Weird, when googling “unity iserializationcallbackreceiver threading concerns” or other variations, only my thread shows…

It seems the serializable hashset that inherits hashset would throw an indexoutofrangeexception
at the start of play mode if there were values already in the hashset during edit time (we set it in Reset). Even if you dont run Setup in Awake, the error still occurs.
Not only that, but if you caused a assembly reload (such as editing a script) after you added the component, it would then spam indexoutofrangeexception. Whats weird is, at this point since it erroring out, the hashset is empty and at the next assembly reload the errors will go away and the hashset will remain empty.
Whats interesting is that if I put a debug log in the OnAfterDeserialize before where the error is being called at the UnionWith(elements); part, that debug only runs once and then the errors take over. It seems the errors are being caused by something internal at this point as OnAfterDeserialize isnt being called anymore.

If there were no values during edit time, then no errors seem to be thrown.

If my hashset happens to be on a gameobject I am instantiating and it had default values, each instantiation would throw the indexoutofrangeexception.
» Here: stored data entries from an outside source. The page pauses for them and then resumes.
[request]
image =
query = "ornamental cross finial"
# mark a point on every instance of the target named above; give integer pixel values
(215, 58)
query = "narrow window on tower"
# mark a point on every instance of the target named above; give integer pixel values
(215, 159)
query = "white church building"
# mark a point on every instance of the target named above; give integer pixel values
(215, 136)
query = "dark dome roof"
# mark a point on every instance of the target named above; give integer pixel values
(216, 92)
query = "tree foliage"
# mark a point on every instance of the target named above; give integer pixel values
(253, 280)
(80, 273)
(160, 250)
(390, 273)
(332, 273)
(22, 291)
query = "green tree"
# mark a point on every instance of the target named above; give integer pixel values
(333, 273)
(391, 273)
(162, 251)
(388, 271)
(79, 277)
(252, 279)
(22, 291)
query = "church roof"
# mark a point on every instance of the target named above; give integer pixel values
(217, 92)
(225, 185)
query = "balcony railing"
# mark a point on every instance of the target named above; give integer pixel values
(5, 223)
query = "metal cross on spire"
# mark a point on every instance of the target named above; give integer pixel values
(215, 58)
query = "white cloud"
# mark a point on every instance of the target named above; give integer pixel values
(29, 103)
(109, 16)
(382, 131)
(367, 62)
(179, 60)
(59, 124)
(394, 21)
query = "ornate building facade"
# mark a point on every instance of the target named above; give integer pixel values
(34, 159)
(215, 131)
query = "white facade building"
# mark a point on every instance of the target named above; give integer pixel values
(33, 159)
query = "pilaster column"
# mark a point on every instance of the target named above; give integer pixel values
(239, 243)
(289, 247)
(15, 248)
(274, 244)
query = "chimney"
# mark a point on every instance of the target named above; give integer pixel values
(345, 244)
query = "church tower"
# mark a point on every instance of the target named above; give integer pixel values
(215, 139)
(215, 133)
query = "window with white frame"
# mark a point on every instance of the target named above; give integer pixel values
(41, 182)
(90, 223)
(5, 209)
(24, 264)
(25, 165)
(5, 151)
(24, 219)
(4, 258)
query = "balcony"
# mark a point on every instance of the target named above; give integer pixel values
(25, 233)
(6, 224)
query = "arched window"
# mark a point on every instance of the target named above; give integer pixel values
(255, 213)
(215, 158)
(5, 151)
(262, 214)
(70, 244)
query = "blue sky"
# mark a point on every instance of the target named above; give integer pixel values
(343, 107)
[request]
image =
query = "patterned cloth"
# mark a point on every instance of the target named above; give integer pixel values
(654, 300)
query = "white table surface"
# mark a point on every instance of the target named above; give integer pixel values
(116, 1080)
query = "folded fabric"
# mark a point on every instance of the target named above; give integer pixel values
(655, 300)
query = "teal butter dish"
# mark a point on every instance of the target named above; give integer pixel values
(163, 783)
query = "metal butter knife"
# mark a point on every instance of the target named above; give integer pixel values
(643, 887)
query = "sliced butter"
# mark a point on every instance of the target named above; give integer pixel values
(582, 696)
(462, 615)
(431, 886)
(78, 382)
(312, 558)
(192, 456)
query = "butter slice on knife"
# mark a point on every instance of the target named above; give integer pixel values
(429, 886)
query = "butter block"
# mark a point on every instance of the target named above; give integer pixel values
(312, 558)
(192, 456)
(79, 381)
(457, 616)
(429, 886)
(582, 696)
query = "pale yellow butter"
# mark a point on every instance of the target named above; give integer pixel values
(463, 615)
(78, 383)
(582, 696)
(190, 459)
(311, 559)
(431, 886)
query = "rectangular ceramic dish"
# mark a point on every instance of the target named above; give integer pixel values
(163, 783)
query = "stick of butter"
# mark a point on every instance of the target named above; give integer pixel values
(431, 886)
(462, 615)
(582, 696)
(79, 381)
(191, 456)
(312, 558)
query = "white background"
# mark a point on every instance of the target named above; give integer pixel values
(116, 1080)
The serializable hashset that does not inherit hashset seems to throw no errors either way.

Here was the test code
Click for code

using System;
using UnityEngine;
using System.Collections.Generic;

public class TestSerialize : MonoBehaviour
{
    [Serializable]
    public class H : SerializableHashSet<int>{}
    public H h = new H();

    //[Serializable]
    //public class H2 : SerializableHashSetNoInherit<int>{}
    //public H2 h2 = new H2();

    void Reset()
    {
        Setup();
    }

    void Awake()
    {
        //Setup();
    }

    void Update()
    {
        h.Add(200000 + Time.frameCount);
        //h2.hashSet.Add(200000 + Time.frameCount);
    }

    void Setup()
    {
        h = new H();
        //h2 = new H2();

        for(int i = 0; i < 1000; i++)
        {
            h.Add(i);
            //h2.hashSet.Add(i);
        }
    }
}

[Serializable]
public class SerializableHashSet<T> : HashSet<T>, ISerializationCallbackReceiver
{
    [SerializeField] private List<T> elements = new List<T>();

    public void OnBeforeSerialize()
    {
        elements.Clear();
        elements.AddRange(this);
    }

    public void OnAfterDeserialize()
    {
        Clear();
        UnionWith(elements);
    }
}

[Serializable]
public class SerializableHashSetNoInherit<T> : ISerializationCallbackReceiver
{
    [SerializeField] private List<T> elements = new List<T>();
    [NonSerialized] public HashSet<T> hashSet = new HashSet<T>();

    public void OnBeforeSerialize()
    {
        elements.Clear();
        elements.AddRange(hashSet);
    }

    public void OnAfterDeserialize()
    {
        if(hashSet == null) hashSet = new HashSet<T>();
        else hashSet.Clear();

        hashSet.UnionWith(elements);
    }
}

The code was based on this thread complaining about such errors

However, that guy said
“…this is constantly throwing “index out of range” when going into play mode:… I only use one instance of this class in my whole project, which is instantiated in Awake(), and used in Update()…”
I only got spammed in the editor or once in playmode, so I am not sure what he was doing to get spammed.

Im still a bit confused as to why this all is, but I guess it might just be putting Serializable on the Hashset. Its like when the assembly reloads, unity cant save whats in the hashset class, but at the same time since its marked serializable, unity cant leave it null.
Maybe unity is calling the hashsets constructor on serialize and causing issues since the constructor gets called before serialization.

So, Unity may have fixed this.

But I witnessed in the past that the serializer would touch private fields if they weren’t flagged as System.NonSerialized. This included those fields in an inherited class.

This could cause this issue, because it may have touched the array after the constructor created it, messing up the hashset.